Option	Type	Default	Description
`-o`, `--outdir`	`PATH`	`.canary-scan`	Output directory for stage artefacts and the final report.
`-f`, `--format`	`json\\|csv\\|sarif\\|all`	`json`	Final report format. `all` writes all three formats simultaneously.
`--stdout`	flag	off	Emit findings as JSONL to stdout in addition to writing files.
`--severity-threshold`	`info\\|low\\|medium\\|high\\|critical`	`info`	Only include findings at or above this severity in the final report.
`--workers`	`INTEGER`	`8`	Number of parallel workers for CPU-bound scanner stages.
`--resume` / `--no-resume`	flag	`--resume`	Skip stages that completed successfully in a prior run.

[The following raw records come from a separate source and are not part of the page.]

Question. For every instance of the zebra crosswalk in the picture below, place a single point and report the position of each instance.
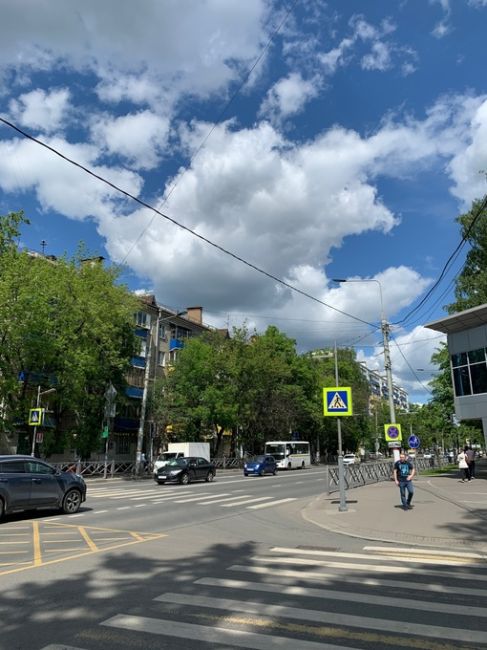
(314, 599)
(197, 495)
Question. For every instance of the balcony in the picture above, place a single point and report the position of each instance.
(138, 362)
(125, 424)
(134, 391)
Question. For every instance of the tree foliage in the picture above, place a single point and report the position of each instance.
(64, 324)
(256, 387)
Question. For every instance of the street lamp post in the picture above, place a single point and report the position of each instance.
(385, 329)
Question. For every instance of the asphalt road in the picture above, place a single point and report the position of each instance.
(231, 564)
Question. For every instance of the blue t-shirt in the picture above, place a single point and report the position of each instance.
(404, 469)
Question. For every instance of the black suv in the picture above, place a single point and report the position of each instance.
(185, 470)
(28, 483)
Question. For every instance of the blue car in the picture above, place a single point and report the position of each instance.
(260, 465)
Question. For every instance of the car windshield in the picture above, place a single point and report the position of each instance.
(176, 462)
(166, 456)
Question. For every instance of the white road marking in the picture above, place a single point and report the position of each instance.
(331, 578)
(273, 503)
(446, 559)
(241, 503)
(215, 635)
(209, 503)
(462, 634)
(346, 596)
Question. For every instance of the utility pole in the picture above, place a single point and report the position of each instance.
(341, 467)
(388, 368)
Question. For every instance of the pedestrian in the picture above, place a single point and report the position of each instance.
(403, 476)
(463, 464)
(470, 454)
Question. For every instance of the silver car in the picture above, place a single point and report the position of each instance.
(28, 483)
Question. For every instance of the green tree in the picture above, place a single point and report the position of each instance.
(63, 324)
(471, 284)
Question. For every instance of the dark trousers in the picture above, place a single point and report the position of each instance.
(403, 487)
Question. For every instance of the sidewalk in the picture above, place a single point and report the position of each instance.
(446, 513)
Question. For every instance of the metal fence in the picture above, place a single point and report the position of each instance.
(355, 475)
(360, 474)
(123, 468)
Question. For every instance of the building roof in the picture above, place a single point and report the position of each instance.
(463, 320)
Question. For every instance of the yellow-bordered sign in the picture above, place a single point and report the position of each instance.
(392, 432)
(36, 417)
(337, 400)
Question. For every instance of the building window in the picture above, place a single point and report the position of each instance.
(469, 372)
(142, 319)
(123, 445)
(143, 349)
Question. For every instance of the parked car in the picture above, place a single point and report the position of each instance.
(260, 465)
(28, 483)
(186, 470)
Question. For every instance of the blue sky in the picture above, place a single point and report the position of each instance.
(348, 151)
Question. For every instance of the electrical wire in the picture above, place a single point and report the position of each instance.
(427, 389)
(448, 263)
(182, 226)
(216, 123)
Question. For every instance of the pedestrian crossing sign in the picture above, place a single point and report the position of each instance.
(393, 432)
(337, 400)
(36, 417)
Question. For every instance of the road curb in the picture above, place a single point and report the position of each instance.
(387, 538)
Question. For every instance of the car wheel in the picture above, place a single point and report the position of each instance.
(71, 502)
(184, 478)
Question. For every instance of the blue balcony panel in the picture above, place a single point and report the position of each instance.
(138, 362)
(134, 391)
(125, 424)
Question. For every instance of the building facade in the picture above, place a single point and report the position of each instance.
(467, 345)
(162, 333)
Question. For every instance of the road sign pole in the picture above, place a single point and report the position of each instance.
(341, 467)
(34, 434)
(341, 470)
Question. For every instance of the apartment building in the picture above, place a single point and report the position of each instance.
(162, 333)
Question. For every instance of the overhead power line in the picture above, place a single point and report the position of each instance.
(182, 226)
(219, 118)
(448, 263)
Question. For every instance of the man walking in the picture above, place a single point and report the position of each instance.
(403, 476)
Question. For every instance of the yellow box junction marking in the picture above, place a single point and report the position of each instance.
(94, 540)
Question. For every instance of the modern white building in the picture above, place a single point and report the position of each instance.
(467, 344)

Use `--no-resume` to re-run everything.
`--force`	flag	off	Re-run all stages regardless of prior state, appending a new audit entry.
`--strict-deps`	flag	off	Treat missing optional dependencies as fatal (exit code 2).
`--keep-tmp`	flag	off	Retain the temporary extraction directory after the scan completes.
`--crack-steg`	`PATH`	—	Path to a passphrase wordlist for opt-in steganography brute-forcing via `stegseek`.
`--fuzzy-cluster`	flag	off	Allow producer/creator version differences when clustering near-duplicates in the uniqueness stage.
`--min-cluster-size`	`INTEGER`	`2`	Minimum number of near-duplicate documents required to form a uniqueness cluster.
`--max-archive-depth`	`INTEGER`	`3`	Maximum depth for recursive archive extraction (zip-in-zip etc.).
`--enable-specialized`	flag	off	Enable Tier 3 specialised file types: audio, video, fonts, DICOM, OneNote. Requires `canary-scan[specialized]`.
`--allowlist`	`PATH`	—	Path to a JSON or plain-text allowlist file. Matching findings are suppressed.
`--denylist`	`PATH`	—	Path to a JSON or plain-text denylist file. Matching indicators are force-flagged.
`--verbose` / `--quiet`	flag	off	Increase or reduce console output verbosity.

Pipeline stages run¶

All seven stages execute in sequence:

#	Stage	Description
1	`inventory`	Walks the filesystem, computes SHA-256 hashes, identifies MIME types, classifies into buckets
2	`metadata`	Extracts metadata via `exiftool`, scans for tracking URLs, GPS coordinates, PII, and device identifiers
3	`remote-refs`	Inspects document structure for XXE, tracking pixels, remote template links, formula injections, OLE hyperlinks
4	`embedded`	Extracts nested binaries, raster images, OLE/ActiveX objects
5	`stego`	Detects steganographic carriers via `steghide`/`stegseek`, QR code URL detection, EXIF thumbnail mismatch
6	`uniqueness`	Near-duplicate clustering to identify per-recipient canary values
7	`report`	Merges and deduplicates findings from all stages, filters by severity, emits the final report

To run a single stage, use the stage command.